THE “OPTIONAL” ESSAY
The Essay section used to be a required part of the SAT, but not all colleges found this score to be helpful.
This is why the essay is now “optional.” Your essay score is now completely separate from your total
score, so opting out of the essay will not have any effect on your 400–1600 score. Notice how we’re
using quotation marks whenever we say the essay is “optional,” though? You should consider the essay to
be optional for colleges, but not optional for you.
The problem is that some schools require the essay while others don’t, and you can’t do the essay
independently of the rest of the SAT. That means if you opt out of the essay and later you realize you need
it for your application, you can’t simply redo just the essay: You have to redo the entire SAT. So go ahead
and write the essay. You’ve already killed a Saturday morning, you’re sitting in the testing room, and it’s
not ridiculously challenging to prepare for this essay. Just write it.
Writing the essay can make your college application look more attractive. Your essay score will appear
on every score report you send to colleges, regardless of whether or not the school requires an essay.

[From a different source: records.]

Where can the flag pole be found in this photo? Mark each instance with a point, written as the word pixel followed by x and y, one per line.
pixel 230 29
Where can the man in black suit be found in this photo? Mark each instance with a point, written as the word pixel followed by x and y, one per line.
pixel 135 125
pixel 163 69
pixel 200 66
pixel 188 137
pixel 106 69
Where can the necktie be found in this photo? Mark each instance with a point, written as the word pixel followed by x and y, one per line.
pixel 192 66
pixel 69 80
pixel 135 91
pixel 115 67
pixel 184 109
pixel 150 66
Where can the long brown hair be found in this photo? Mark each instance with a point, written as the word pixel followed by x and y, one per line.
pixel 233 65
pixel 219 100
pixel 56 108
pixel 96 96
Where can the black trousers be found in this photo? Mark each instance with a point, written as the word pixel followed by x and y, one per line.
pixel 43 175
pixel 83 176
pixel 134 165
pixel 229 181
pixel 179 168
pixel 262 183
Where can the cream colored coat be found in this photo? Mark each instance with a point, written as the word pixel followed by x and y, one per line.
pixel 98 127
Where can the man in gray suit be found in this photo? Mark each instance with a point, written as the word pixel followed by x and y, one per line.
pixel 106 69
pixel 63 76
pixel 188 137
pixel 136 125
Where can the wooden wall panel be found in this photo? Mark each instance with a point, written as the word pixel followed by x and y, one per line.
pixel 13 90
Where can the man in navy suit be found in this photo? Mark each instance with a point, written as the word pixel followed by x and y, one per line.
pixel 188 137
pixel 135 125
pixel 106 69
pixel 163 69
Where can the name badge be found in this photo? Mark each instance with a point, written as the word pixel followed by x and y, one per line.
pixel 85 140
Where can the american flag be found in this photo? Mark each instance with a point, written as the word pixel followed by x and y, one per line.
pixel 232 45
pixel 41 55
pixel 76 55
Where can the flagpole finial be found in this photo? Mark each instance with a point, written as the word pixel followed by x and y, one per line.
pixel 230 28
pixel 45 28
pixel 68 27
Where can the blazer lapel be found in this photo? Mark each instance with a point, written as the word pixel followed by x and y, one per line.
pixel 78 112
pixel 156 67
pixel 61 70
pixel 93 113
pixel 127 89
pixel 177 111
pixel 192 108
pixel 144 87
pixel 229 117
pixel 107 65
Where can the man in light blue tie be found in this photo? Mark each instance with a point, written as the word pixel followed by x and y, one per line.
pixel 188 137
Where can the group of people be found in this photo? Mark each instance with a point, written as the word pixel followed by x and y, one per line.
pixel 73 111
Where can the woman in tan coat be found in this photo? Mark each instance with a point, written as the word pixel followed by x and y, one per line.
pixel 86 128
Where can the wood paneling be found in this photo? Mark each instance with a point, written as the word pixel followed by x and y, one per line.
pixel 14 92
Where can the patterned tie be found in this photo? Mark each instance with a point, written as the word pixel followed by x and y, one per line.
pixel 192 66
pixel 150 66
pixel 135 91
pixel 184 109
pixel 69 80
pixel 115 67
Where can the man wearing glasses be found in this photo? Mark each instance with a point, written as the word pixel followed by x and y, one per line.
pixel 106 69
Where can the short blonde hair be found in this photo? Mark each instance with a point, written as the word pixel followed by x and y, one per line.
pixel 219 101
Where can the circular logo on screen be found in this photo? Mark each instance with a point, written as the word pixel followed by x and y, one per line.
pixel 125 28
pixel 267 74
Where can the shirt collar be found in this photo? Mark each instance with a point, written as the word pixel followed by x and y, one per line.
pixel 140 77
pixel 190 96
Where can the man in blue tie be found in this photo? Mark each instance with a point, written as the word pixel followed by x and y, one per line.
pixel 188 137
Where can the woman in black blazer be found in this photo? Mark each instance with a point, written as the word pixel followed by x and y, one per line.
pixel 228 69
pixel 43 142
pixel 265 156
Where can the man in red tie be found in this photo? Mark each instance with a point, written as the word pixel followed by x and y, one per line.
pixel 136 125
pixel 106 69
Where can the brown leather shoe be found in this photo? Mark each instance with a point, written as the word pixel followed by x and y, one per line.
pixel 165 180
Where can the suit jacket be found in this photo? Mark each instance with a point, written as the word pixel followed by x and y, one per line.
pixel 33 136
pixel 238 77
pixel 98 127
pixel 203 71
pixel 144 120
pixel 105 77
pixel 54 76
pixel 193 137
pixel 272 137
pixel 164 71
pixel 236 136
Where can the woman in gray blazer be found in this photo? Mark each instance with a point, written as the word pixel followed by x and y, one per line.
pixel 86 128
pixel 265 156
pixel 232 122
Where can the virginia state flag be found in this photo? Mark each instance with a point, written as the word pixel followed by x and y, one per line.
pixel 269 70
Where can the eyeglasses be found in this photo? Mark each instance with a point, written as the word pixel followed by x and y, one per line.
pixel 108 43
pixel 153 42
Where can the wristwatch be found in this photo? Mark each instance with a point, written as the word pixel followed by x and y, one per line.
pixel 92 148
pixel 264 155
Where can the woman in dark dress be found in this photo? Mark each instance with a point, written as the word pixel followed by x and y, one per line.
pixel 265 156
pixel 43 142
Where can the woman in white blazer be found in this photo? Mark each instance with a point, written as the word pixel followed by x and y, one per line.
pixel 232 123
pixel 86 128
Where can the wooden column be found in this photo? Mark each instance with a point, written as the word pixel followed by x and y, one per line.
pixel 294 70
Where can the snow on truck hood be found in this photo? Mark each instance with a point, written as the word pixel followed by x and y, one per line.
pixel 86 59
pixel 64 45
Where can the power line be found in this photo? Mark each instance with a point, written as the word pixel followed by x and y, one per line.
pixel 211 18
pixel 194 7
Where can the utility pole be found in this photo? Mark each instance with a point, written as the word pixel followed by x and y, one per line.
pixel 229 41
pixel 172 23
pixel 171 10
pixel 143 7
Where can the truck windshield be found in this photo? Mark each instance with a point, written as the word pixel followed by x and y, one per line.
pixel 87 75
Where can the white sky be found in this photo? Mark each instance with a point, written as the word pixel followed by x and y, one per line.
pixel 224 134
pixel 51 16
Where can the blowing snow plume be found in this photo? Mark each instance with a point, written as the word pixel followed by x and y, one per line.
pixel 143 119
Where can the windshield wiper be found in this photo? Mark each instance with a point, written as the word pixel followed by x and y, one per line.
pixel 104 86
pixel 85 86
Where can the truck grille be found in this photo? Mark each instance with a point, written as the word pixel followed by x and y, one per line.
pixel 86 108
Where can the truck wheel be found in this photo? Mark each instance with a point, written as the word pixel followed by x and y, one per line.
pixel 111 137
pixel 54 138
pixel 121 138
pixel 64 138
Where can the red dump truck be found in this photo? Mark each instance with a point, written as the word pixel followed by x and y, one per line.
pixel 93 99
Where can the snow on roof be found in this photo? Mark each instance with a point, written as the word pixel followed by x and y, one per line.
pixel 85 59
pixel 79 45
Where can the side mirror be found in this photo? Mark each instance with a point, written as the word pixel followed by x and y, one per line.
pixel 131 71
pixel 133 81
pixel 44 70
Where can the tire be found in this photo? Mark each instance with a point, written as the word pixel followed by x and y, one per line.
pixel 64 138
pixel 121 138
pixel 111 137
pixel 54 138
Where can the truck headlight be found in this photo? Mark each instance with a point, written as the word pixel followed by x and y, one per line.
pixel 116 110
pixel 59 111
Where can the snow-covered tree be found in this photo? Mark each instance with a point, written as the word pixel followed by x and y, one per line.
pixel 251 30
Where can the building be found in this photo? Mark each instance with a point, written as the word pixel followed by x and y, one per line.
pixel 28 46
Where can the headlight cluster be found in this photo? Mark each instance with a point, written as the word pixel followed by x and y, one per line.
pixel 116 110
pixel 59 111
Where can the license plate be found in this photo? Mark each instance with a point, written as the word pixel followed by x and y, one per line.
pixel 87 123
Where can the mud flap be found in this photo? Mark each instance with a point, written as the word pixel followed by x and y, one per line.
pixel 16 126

Every school to which you apply will see that you took the initiative to write the essay, which is a good
thing.
YOUR ESSAY MISSION
In 50 minutes, you’ll be required to read a text and write a logical, well-constructed analysis of the
author’s argument. The thing to remember here is that you are not being asked for your opinion on a topic
or a text. Your essay will be an objective analysis of a speech or argument.
The prompt will be nearly the same every time, just with a different source text, and will be something
like this:
As you read the passage below, consider how the author uses
- evidence, such as facts or examples, to support claims.
- reasoning to develop ideas and to connect claims and evidence.
- stylistic or persuasive elements, such as word choice or appeals to emotion, to
add power to the ideas expressed.
Write an essay in which you explain how [the author] builds an argument to persuade
[his/her] audience that [author’s claim]. In your essay, analyze how [the author] uses one
or more of the features listed above (or features of your own choice) to strengthen the
logic and persuasiveness of [his/her] argument. Be sure that your analysis focuses on
the most relevant aspects of the passage.